Red meat from the GOP’s newest chef, whose transition was evidently months in the making. Fun fact #1: He’s pro-life, pro-gun, voted no on the stimulus, cap-and-trade, and ObamaCare, and he’s the first Republican to fill his district’s seat since Reconstruction. Fun fact #2: Sounds like the Club for Growth might try to primary him anyway.
Griffith’s voting record is far from conservative, too. Granted, he voted against the Big 4 – Obama’s first budget, the Stimulus, Cap and Trade, and ObamaCare. However, his vote on the budget is slightly deceptive since he originally voted for 9 of the 12 spending bills that make up the budget. And he voted against all the Stimulus amendments that would reduce its size.
But just a quick perusal of 2009 shows that he voted YES on the 2009 pork-filled Omnibus; YES on Cash for Clunkers, NO on waiving the harmful Davis-Bacon provision, and had a pathetic 0% score on the 2009 RePORK Card.
This party switch signals Griffith’s nervousness, but it doesn’t signal that his incumbency is safe.
He passes all the major litmus tests and just handed conservatives their biggest PR coup of the year at a moment when Blue Dogs in the House are already jittery about the health-care vote.

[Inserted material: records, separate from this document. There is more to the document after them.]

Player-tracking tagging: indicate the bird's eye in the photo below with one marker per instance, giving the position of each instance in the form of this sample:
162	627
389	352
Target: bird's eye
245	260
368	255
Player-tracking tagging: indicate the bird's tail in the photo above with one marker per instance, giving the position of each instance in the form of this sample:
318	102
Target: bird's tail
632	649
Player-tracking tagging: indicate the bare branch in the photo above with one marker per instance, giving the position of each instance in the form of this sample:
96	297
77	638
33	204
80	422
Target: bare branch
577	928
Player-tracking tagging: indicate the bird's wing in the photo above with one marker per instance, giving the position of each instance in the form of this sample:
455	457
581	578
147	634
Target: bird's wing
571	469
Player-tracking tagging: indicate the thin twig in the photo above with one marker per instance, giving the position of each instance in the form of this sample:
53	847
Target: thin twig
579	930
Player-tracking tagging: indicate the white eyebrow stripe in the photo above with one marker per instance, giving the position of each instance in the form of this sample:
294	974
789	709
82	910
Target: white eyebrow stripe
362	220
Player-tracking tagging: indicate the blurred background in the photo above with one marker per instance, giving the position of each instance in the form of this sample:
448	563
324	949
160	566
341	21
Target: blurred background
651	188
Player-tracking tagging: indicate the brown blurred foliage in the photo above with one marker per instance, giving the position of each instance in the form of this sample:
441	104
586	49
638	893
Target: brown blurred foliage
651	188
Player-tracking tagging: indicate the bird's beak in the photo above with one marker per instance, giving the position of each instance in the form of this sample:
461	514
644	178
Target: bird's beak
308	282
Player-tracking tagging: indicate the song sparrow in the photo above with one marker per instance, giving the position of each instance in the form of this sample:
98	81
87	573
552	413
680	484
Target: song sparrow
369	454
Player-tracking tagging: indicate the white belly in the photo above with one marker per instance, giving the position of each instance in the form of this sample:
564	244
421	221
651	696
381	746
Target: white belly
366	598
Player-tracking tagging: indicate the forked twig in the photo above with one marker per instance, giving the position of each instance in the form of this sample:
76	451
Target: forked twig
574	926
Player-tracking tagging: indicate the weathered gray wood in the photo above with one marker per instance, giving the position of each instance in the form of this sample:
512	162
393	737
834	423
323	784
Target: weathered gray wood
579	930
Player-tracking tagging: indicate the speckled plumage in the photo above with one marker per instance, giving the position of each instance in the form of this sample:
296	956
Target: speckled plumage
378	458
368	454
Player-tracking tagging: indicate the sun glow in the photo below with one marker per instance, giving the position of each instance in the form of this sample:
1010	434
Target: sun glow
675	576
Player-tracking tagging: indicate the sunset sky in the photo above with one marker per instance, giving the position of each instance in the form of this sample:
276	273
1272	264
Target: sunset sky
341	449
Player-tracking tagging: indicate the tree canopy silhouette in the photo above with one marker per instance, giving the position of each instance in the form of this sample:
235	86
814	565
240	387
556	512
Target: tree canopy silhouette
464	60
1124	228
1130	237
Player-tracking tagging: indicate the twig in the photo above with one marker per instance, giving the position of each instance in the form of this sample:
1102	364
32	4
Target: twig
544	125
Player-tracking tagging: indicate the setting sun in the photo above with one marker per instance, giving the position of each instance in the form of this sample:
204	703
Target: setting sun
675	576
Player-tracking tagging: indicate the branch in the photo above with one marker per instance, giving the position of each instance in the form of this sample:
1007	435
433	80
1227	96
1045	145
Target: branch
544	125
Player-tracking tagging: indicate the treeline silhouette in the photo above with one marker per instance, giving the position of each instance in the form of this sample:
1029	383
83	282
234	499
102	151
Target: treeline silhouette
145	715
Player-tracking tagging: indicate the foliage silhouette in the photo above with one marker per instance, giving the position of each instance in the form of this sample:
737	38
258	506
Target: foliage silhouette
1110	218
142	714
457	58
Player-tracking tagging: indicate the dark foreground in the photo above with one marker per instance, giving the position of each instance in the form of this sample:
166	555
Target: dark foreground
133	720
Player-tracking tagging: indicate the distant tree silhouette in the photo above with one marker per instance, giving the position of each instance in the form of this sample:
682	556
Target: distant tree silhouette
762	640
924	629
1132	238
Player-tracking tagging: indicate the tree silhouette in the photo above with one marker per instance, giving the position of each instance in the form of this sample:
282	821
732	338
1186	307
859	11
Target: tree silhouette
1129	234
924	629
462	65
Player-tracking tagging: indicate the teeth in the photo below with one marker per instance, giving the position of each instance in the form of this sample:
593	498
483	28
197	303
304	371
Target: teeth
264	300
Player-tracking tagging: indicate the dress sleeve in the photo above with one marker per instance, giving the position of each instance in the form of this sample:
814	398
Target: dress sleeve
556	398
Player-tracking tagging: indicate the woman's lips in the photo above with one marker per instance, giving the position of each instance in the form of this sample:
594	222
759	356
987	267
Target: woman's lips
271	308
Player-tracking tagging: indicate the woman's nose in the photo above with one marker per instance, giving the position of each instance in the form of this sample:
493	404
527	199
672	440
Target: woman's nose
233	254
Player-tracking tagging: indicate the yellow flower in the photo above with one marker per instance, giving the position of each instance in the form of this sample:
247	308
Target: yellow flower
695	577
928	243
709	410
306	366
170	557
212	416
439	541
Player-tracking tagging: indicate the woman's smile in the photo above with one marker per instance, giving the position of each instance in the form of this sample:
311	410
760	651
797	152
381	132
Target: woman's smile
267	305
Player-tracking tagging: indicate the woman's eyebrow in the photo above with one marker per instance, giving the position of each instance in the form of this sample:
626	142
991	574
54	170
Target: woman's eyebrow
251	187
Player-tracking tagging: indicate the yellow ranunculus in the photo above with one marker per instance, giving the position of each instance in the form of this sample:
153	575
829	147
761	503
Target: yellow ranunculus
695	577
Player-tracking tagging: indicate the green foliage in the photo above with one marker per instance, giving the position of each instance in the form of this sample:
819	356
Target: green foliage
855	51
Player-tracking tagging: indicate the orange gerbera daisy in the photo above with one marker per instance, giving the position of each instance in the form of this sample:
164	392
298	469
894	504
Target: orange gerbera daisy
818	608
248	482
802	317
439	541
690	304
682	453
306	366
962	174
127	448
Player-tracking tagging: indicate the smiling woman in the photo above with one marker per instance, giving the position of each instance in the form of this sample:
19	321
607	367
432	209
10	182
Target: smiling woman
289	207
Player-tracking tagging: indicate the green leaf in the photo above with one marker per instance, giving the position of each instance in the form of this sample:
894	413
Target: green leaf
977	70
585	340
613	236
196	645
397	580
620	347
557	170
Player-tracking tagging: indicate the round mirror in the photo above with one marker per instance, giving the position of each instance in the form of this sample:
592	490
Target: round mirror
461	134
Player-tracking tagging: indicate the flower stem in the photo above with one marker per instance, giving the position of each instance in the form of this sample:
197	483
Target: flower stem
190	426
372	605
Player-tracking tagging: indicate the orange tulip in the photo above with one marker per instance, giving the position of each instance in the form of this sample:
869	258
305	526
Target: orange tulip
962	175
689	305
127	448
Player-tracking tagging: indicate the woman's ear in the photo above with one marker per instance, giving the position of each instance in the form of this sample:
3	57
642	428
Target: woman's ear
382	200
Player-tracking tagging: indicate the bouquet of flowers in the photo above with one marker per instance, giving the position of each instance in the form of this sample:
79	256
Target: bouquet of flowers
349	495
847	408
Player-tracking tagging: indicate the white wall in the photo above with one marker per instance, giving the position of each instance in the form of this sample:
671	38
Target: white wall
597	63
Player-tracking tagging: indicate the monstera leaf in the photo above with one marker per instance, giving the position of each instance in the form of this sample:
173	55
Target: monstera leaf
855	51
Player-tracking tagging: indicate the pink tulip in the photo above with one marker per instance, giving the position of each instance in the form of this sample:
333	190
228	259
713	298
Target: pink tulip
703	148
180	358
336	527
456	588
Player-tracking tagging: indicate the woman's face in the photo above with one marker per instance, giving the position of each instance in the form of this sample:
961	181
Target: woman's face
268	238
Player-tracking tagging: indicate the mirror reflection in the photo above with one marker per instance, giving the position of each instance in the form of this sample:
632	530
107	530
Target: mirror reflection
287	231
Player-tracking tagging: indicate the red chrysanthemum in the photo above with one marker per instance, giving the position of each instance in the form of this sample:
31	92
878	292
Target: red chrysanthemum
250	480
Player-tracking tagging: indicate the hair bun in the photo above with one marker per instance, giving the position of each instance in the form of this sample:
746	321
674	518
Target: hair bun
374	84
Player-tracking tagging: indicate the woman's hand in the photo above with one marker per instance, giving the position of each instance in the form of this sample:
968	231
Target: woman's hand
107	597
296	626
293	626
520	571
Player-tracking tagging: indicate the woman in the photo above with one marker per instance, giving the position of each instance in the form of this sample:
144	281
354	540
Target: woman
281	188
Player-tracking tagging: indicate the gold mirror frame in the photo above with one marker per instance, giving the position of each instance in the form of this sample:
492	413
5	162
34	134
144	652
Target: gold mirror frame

And the plan, maybe, is … to weaken him with a primary? He’s already weak: He won last year with just 52 percent and is bound to bleed some support from loyal Dixiecrats disgruntled by the party switch. Only conservatives could be handed the gift of incumbency in a district they haven’t controlled for 140 years and decide that the thing to do now is try to bump the guy off before the general election. (I kid. The nutroots would do that too.)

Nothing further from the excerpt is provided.